Répondre de la responsabilité, et de ce qui la lie et l’oblige à la justice, c’est penser la responsabilité en en formulant et en en formalisant la possibilité, autant que l’aporie. Responsabilité éthique (c’est-à-dire aussi juridique et politique) qui s’expose non seulement dans ce qu’on appelle la vie ou l’existence mais dans la tâche de déchiffrement, de lecture et d’écriture. (J, 60-61)

Ce n’est pas la première fois que Derrida lie ainsi la question de la responsabilité éthique dans la vie à celle du déchiffrement[18]. Dans Béliers, Derrida interrogeait aussi longuement la responsabilité de la lecture du poème de Celan qui se pose « dans l’histoire de la littérature ou dans la vie, dit-il, entre le monde du poème et le monde de la vie, voire au-delà du monde qui n’est plus[19] », et il le faisait en marquant à l’endroit du poème, de manière performative et non seulement constative, « de façon juste et fidèle » (B, 9), sa réserve à l’endroit de ce que l’on nomme habituellement « l’éthique ».

Mais si je dois (c’est l’éthique même) porter l’autre en moi pour lui être fidèle, pour en respecter l’altérité singulière, une certaine mélancolie doit protester encore contre le deuil normal. […] Elle doit s’emporter contre ce que Freud en dit avec une tranquille assurance, comme pour confirmer la norme de la normalité. La « norme » n’est autre que la bonne conscience d’une amnésie. (B, 74)

Dans Apprendre à vivre enfin, Derrida livre encore une phrase étonnante, obligeant à repenser la hiérarchie, la préséance ou l’ordre que l’on accorde en règle générale à ces deux actes : vivre et lire. Il n’hésite pas, en un geste audacieux à déplacer, voire à inverser le rapport entre ces deux exigences, en soulignant l’échange qui a cours entre elles :

Dans chaque situation, il faut créer un mode d’exposition approprié, inventer la loi de l’événement singulier, tenir compte du destinataire supposé ou désiré ; et, en même temps, prétendre que cette écriture déterminera le lecteur, lequel apprendra à lire (à « vivre ») cela, qu’il n’était pas habitué à recevoir d’ailleurs[20].

Dans cette toute petite phrase – « lequel apprendra à lire (à “vivre”) cela » –, Derrida pose ces deux verbes dans un certain rapport où il semble concéder au second une préséance, pour ne pas dire une préférence, sur le premier.

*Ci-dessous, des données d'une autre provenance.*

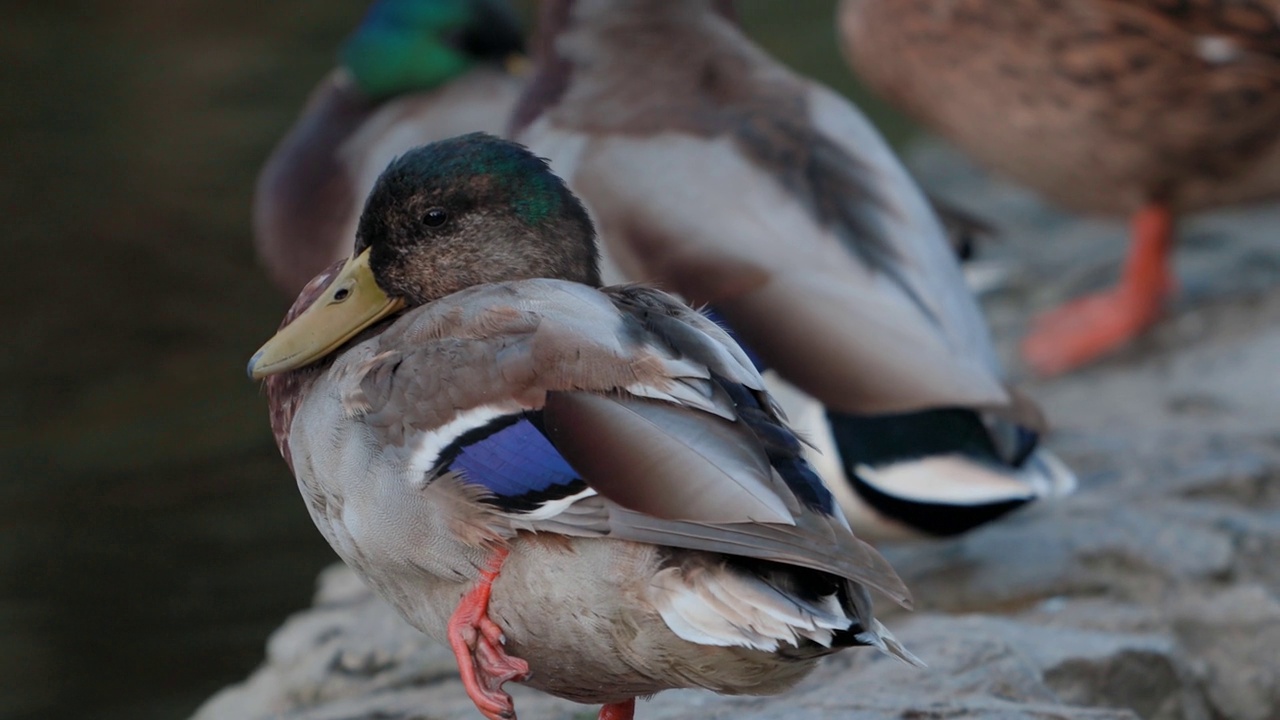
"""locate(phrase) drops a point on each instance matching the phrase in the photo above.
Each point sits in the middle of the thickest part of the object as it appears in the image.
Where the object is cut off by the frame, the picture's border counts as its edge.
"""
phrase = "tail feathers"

Comme si « lire » précédait « vivre », et non le contraire, comme on le croit en général : renversement qui n’est pas étranger à sa lecture du poème où il dit vouloir offrir « une interprétation inquiète, tremblée ou tremblante, peut-être même tout autre chose qu’une interprétation » (B, 26), une lecture contresignante et performative du vers de Celan en le portant là où il n’y a précisément plus de sol ou de fondement éthique pour répondre à son injonction.
Mais je reviens à « “Justices” ». C’est dans ce texte, une conférence en hommage à son ami J. Hillis Miller qui a précisément écrit un livre intitulé The Ethics of Reading que Derrida salue et commente longuement, que Derrida aborde peut-être le plus frontalement la question de l’éthique en la nouant à celle de la lecture et de l’interprétation. Loin de poser la littérature comme une région secondaire ou marginale de l’instance éthique, Derrida retourne résolument cette perspective et fait plutôt de la littérature le foyer même de sa préoccupation éthique parce que la littérature – une certaine expérience de la littérature – s’expose sans cesse « aux questions et aux demandes de la loi (et non seulement de la loi éthique, mais aussi juridique et politique) » (J, 47). La responsabilité de la lecture ou de l’interprétation doit allier, selon Derrida,
 
la rigueur inventive de l’analyse, certes, mais aussi le double souci de justesse et de justice, le souci proprement éthique d’articuler, dans la fidélité responsable au texte de l’autre, les questions théologiques, ontologiques, épistémologiques, littéraires ; et de le faire, de préférence, en privilégiant la performativité, ou plutôt la question du performatif. (J, 28 ; je souligne.)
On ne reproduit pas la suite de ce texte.